ファッションヤンキー、蜘蛛退治へ
「ほぉ、洞窟にねぇ。」
無事ドヴァータウンについた私はそのままその足で、冒険者ギルドに向かい良さそうなクエストを探していた。ちなみに特に用事のない街中では犀繰にはインベントリに収まってもらっている。
さて、数ある依頼の中で見つけたのがポートガス街道側とは反対に位置する門から向かえる洞窟にいる大蜘蛛を退治してほしいと言うものだった。
女子的には蜘蛛に対して嫌悪感を抱いた方がいいのかもしれないけど、残念怖くないんだなこれが。Gともなればビックリはするけれども。
という訳で、この依頼を受注しましょうそうしましょう。ポートガス街道はやり切った感あるしね。そろそろ新しい冒険を求めてもいい頃でしょう。強くもなっていることだし?あぁ、ポーション買うのを忘れないようにね。……状態異常回復するポーションも買っておこう、念のためにね。
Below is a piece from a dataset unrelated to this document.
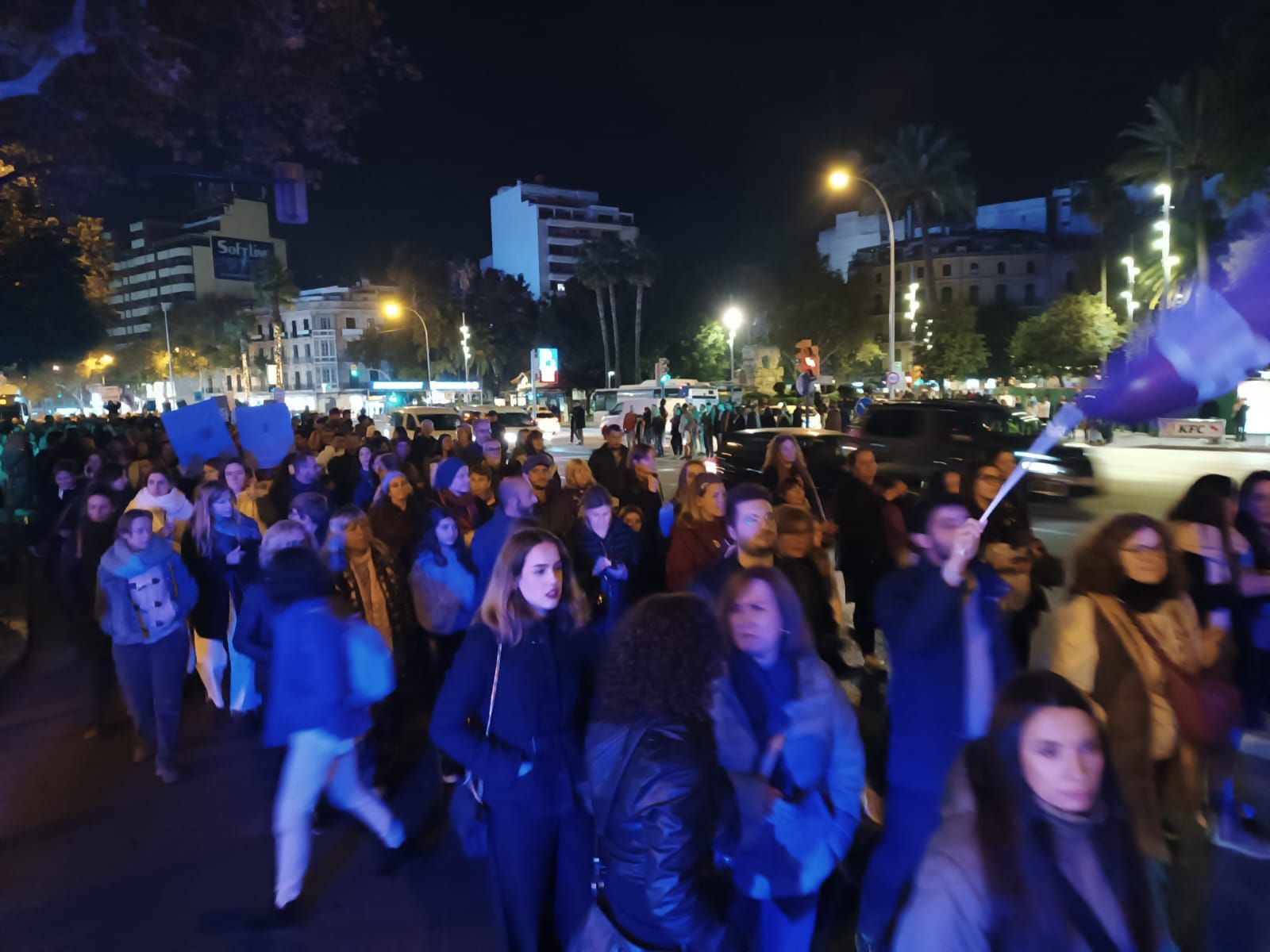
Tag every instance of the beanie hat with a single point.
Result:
(448, 470)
さて、ポーションも買ったしドヴァータウンの門から出たしで、出発したいんだけど……見られてますね。それも犀繰出してからの視線が痛い。分かっていたことではあるけど。だとしても、私は犀繰を出すことには躊躇しないのだ。ヤンキーよ図太くあれ。
まぁそもそもの話、ぱっと見普通のヤンキーな私がゴッツイバイクに乗ってエンジン音吹かせてるんだ、そうそう話しかけてはこまい。私だってそんな人話しかけたくないもん。HAHAHA――
「あのー、すいません。そのバイク格好いいですね、どこで手に入れたんですか?」
話しかけてくるやつおるんかーい。あなた度胸ありますねぇ……他のプレイヤーからも「うわ、行った」「勇者かよ」なんて声が聞こえる。私に話しかけると勇者とまで言われるのか。私は魔王か何かですかねぇ?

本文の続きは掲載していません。